The last time a bond referendum for a new Public Safety Facility was put to a vote in Dallas County, it was supported by 52.01 percent of voters, falling short of the 60 percent needed to approve such a facility.
Talks of starting plans on a new Public Safety Building bond referendum started again at the Dallas County Board of Supervisors Meeting on Tuesday, May 31.
The Iowa Department of Corrections inspected the Dallas County Jail on May 17 and sent a letter with the report to the County Supervisors on May 20. The report concluded that the current jail is an old facility that is not adequate to meet the needs of the prisoners, staff or the public.
One problem that was noted on the inspection letter was that plumbing issues that were addressed during previous inspections were not fixed and that they should be promptly addressed.
Dallas County Sheriff Chad Leonard said that the plumbing problems they are talking about is some rust that is on the pipes in the maintenance room at the facility.
"So it’s just how far do we want to take it and fix this?" said Leonard. "If the County’s going to continue to pursue a new facility, that’s why we haven’t brought it to you (the Supervisors) and asked you to replace some of the pipes and some of the electrical conduit that’s coming out the floor."
Leonard also mentioned that in March, 2018 they are set to lose 12 beds from the facility, which are random throughout the jail and could reduce the inmate capacity by 16-18 people.
A 12-bed variance was given to the Dallas County Jail in 2000 to give them time to make arrangements for the overcrowding in the jail and 16 years later, those arrangements have still not been made despite it being put to a vote in a variety of ways the last couple of years.

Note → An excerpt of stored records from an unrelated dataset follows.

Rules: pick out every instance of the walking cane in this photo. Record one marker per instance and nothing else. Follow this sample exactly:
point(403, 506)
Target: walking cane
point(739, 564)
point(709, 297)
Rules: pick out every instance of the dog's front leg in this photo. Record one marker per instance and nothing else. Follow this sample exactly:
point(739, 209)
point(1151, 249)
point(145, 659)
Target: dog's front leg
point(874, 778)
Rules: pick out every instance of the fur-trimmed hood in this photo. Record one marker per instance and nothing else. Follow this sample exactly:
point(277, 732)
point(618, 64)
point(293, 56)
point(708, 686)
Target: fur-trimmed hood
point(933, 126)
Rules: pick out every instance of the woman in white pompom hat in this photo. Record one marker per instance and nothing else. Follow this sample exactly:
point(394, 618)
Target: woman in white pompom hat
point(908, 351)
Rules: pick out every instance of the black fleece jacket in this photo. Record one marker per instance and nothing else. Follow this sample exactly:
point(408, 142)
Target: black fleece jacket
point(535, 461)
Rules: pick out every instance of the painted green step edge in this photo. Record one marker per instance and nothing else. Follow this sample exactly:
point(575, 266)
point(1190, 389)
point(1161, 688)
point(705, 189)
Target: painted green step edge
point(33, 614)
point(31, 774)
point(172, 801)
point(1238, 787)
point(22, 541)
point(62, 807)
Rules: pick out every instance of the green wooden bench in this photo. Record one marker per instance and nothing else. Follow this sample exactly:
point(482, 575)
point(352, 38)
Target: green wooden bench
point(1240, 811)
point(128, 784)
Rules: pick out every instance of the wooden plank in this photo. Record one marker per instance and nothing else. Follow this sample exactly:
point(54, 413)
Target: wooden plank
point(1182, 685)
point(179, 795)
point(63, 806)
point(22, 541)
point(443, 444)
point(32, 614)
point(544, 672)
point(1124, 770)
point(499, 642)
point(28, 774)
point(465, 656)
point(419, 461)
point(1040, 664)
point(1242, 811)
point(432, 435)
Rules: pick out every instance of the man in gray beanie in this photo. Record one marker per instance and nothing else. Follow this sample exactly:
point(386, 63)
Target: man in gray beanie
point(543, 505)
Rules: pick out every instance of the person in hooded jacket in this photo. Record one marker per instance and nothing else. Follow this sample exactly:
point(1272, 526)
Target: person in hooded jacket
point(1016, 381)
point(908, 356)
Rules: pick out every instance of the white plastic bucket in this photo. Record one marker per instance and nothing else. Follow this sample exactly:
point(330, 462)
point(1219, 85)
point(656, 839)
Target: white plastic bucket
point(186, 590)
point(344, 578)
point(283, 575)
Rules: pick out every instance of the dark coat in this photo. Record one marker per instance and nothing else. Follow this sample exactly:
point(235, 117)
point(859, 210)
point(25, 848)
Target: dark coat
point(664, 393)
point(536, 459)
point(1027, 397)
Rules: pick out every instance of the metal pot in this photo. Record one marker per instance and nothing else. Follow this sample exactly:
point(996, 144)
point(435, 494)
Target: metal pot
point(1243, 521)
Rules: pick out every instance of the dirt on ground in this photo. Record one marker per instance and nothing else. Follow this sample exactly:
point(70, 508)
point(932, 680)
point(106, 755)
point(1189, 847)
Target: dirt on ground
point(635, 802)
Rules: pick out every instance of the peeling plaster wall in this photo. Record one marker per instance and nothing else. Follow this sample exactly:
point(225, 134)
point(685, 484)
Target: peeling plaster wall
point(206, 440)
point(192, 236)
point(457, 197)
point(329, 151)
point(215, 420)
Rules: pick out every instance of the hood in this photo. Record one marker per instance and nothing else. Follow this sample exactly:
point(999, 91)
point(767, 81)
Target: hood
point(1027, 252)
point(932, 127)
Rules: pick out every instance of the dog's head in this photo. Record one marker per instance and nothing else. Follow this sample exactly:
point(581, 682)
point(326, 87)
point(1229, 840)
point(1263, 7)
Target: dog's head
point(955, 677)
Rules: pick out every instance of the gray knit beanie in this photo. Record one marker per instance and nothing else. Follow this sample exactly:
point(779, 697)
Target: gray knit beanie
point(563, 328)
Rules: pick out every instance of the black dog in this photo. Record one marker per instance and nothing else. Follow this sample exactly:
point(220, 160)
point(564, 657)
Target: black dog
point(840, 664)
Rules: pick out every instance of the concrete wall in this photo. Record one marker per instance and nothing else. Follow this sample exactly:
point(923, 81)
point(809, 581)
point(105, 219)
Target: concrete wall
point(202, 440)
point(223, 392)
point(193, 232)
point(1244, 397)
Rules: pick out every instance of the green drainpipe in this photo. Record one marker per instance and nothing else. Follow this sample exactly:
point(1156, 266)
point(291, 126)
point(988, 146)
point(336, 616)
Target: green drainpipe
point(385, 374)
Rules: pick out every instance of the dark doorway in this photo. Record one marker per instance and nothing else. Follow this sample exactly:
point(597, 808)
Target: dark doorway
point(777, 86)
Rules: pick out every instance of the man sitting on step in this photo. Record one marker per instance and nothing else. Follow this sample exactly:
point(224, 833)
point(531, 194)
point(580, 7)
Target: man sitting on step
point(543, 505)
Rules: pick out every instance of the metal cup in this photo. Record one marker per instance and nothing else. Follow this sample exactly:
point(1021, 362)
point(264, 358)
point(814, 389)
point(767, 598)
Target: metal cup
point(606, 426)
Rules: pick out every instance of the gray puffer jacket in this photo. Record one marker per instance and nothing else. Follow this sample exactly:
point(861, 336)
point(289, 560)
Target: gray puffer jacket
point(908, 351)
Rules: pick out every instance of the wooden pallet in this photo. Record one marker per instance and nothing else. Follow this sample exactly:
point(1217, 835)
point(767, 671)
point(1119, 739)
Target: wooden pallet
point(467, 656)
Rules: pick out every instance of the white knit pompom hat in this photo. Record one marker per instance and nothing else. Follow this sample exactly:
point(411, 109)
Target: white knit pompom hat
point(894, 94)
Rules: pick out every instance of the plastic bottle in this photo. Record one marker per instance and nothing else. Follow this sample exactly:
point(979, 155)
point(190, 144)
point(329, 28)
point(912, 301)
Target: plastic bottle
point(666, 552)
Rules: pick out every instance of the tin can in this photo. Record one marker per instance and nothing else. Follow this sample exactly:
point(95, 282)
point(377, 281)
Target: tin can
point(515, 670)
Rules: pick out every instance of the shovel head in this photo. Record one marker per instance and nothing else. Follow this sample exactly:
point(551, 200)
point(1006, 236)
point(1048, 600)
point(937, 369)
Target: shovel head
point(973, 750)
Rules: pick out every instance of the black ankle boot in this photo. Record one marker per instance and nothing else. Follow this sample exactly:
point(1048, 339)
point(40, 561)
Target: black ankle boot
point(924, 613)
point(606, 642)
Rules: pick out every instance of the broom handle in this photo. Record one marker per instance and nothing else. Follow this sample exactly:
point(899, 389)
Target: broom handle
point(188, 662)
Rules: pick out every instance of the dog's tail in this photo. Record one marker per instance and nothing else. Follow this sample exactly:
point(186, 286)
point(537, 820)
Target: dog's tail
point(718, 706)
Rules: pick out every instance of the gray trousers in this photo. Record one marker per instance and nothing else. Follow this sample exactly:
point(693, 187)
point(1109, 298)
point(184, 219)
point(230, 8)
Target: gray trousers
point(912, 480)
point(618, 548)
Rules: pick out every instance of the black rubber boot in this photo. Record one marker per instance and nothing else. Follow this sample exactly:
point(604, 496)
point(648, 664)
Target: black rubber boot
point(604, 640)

The Dallas County Sheriff’s Department already has to house prisoners in other jail facilities in nearby counties at a daily cost due to a low capacity at the Dallas County Jail.
"I’m not sure what the statistics are today, how many we have in Story County (jail) but we’ve had as many as 36 I think over in Story at one time if I recall so it’s getting worse," said Leonard. "It’s not getting any better."
Chairman of the board Mark Hanson mentioned that they still have one inmate that they are housing in Coralville at $400 per day.
Leonard said that while the State Jail Inspector has the right to shut down the Dallas County Jail, he doesn’t think that would happen but would have to continue to pay the "ungodly" amount of money to other jails to house their prisoners.
Representatives from The Samuels Group, commercial construction contractors, were in attendance at the meeting to discuss their plan for addressing the needs of a new public safety facility and educating the public about the need for one.
The Samuels Group recently helped Clinton County get a similar public safety facility go to referendum and it was successful.
"So with the history that Dallas County has had trying to get a same-type of referendum passed over the last several months and specifically just recently after their successful endeavor with Clinton County, we’ve had discussions with them about potentially teaming up with them to help us do the same," said Rob Tietz, Dallas County operations director.
According to Sid Samuels, President and owner of The Samuels Group, the referendum in Clinton County passed with 74 percent.
"I think we did a lot of good things that I think can be incorporated into Dallas County," said Samuels.
Samuels said that their analysis will look at the costs of "doing nothing" — which would mean continuing to house inmates in other jails — and "doing something," which would mean building a new public safety facility.
Along with analyzing costs, The Samuels Group offers marketing and social media services to help educate the public about the proposed new facility and will act as the construction manager if the referendum were to pass.
No action was taken on whether or not to officially hire The Samuels Group at the meeting on Tuesday, but The Samuels Group plans to return to the Board of Supervisors with a more comprehensive list of what services they will offer along with costs to the County.